F-Prot and disinfecting e-mail

[James O'Riley]

After updating F-Prot I discovered one in a folder with 200 e-mails from
2001 (please don't ask). But I don't know how to disinfect it. I've
discussed this problem with their support personnel for the last month
with no resolution.

They keep insisting F-Prot can't disinfect *compressed* e-mail. So, I
pulled a copy of the subject folder from the compressed file and tried
again. F-prot still identifies the virus as "JS/Kak.T (exact)". I've spit
this 4 Meg file down to about 1 Meg in an attempt to find which portion of
the entire file contains that virus.

Their support personnel persist in the same argument. I thought everyone
knew e-mail was simple Text. Could someone please explain how to disinfect
this e-mail and/or why F-Prot can't?

Thanks,
James

 

[Art]

After updating F-Prot I discovered one in a folder with 200 e-mails from
2001 (please don't ask). But I don't know how to disinfect it. I've
discussed this problem with their support personnel for the last month
with no resolution.

They keep insisting F-Prot can't disinfect *compressed* e-mail. So, I
pulled a copy of the subject folder from the compressed file and tried
again. F-prot still identifies the virus as "JS/Kak.T (exact)". I've spit
this 4 Meg file down to about 1 Meg in an attempt to find which portion of
the entire file contains that virus.

Their support personnel persist in the same argument. I thought everyone
knew e-mail was simple Text. Could someone please explain how to disinfect
this e-mail and/or why F-Prot can't?

Email isn't transmitted as plain text. It's in encoded form. The old
KAK worm you received in a message is designed to run and infect
based on a ancient vulnerability in Outlook Express where just reading
the message would be disastrous. You can easily Google up
descriptions.

Simply delete the message. No antivirus product does anything
except alert the user to the existence of dangerous email so
they can then delete from within their email application.

Art
http://home.epix.net/~artnpeg

 

[James O'Riley]

Email isn't transmitted as plain text. It's in encoded form. The old
KAK worm you received in a message is designed to run and infect
based on a ancient vulnerability in Outlook Express where just reading
the message would be disastrous. You can easily Google up
descriptions.

Simply delete the message. No antivirus product does anything
except alert the user to the existence of dangerous email so
they can then delete from within their email application.

Art
http://home.epix.net/~artnpeg

Thanks Art, but how do I find out which message of the 100 remaining in
the last split? Unless I know the signature I don't stand a chance.

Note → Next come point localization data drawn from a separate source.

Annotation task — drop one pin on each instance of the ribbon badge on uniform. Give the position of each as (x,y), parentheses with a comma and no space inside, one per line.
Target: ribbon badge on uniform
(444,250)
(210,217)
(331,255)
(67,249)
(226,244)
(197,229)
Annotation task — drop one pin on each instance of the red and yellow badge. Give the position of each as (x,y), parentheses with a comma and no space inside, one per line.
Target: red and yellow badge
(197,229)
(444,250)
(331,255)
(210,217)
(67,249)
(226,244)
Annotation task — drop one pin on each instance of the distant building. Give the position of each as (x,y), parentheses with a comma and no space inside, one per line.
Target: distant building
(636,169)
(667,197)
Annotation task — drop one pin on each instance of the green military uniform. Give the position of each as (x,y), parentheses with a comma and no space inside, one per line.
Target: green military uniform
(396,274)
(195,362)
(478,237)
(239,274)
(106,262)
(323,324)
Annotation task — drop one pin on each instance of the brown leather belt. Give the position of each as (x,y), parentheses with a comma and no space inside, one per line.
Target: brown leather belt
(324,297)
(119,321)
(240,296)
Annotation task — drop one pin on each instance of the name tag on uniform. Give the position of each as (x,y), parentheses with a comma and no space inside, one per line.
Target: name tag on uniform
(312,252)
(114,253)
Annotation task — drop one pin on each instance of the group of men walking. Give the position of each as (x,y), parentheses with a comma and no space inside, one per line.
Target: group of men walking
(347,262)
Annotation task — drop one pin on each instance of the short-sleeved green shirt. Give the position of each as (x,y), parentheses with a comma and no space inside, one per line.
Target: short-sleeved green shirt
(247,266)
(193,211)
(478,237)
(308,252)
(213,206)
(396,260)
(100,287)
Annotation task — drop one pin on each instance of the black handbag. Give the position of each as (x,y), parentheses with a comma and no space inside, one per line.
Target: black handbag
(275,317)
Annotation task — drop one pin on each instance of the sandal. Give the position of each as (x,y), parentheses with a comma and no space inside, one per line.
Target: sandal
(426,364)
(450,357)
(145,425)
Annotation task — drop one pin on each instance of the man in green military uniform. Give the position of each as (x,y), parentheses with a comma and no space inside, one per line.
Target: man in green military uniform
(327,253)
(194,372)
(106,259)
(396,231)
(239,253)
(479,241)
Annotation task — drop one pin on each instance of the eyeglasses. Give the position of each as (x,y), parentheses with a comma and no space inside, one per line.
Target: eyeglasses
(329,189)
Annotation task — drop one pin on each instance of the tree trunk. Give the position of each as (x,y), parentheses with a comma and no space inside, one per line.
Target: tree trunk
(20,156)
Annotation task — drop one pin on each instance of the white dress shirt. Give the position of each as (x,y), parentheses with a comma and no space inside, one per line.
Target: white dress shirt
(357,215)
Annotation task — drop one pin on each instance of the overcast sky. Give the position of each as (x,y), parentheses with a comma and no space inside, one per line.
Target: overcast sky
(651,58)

The technique you offer is a good one, but what do I do if there's good
critical information contained within the message. Doesn't this address
the question of *how to* disinfect if I want to save the message once I
receive it?

F-Prot support has told me the same thing, and I've asked the same *how
to* question without any success.

I guess I could wait for Mail Washer to add virus scanning to their
program, but meanwhile I still have the same question concerning the files
I already have archived.

James

 

[Jake Dodd]

Search for the string

"String(idd);idn=3Dids.slice(31);fic=3Didn.substring(1,9);kfr=3Dwd+'MENU"

or maybe

"Menu\\\\\\\\Programs\\\\\\\\StartUp\\\\\\\\kak.hta\";agt=3Dnavigator.user"

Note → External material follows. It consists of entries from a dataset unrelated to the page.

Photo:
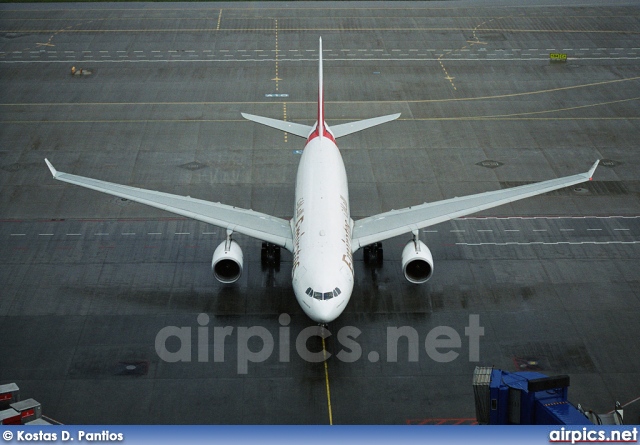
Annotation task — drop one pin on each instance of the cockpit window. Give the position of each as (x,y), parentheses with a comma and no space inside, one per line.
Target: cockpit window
(321,295)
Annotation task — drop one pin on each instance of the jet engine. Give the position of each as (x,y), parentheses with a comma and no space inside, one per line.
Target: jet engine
(417,262)
(226,264)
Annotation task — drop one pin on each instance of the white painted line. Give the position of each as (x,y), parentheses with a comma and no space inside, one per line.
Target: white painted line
(550,244)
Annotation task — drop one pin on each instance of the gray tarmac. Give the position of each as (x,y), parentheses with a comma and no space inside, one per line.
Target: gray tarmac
(89,283)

without the quotes and see if you can determine the actual email it is in
by reading the surrounding data.

The above strings are in the first kakworm and I'm not quite sure
what F-prot means by the "T" variant so this might not work.

What argument?

Attempts to disinfect within an archive or indexed database file may result
in corruption. Just like a doctor, f-prot's first rule is "do no harm".

Email isn't transmitted as plain text.

Yes it is.

It's in encoded form.

It is binary encoded as ASCII text (a subset of binary) so that email
can remain a text only transmission.

....of course data representation depends on interpretation - the EICAR
string is alphanumeric code in a comfile but just text in a textfile.

The old
KAK worm you received in a message is designed to run and infect
based on a ancient vulnerability in Outlook Express where just reading
the message would be disastrous. You can easily Google up
descriptions.

Simply delete the message. No antivirus product does anything
except alert the user to the existence of dangerous email so
they can then delete from within their email application.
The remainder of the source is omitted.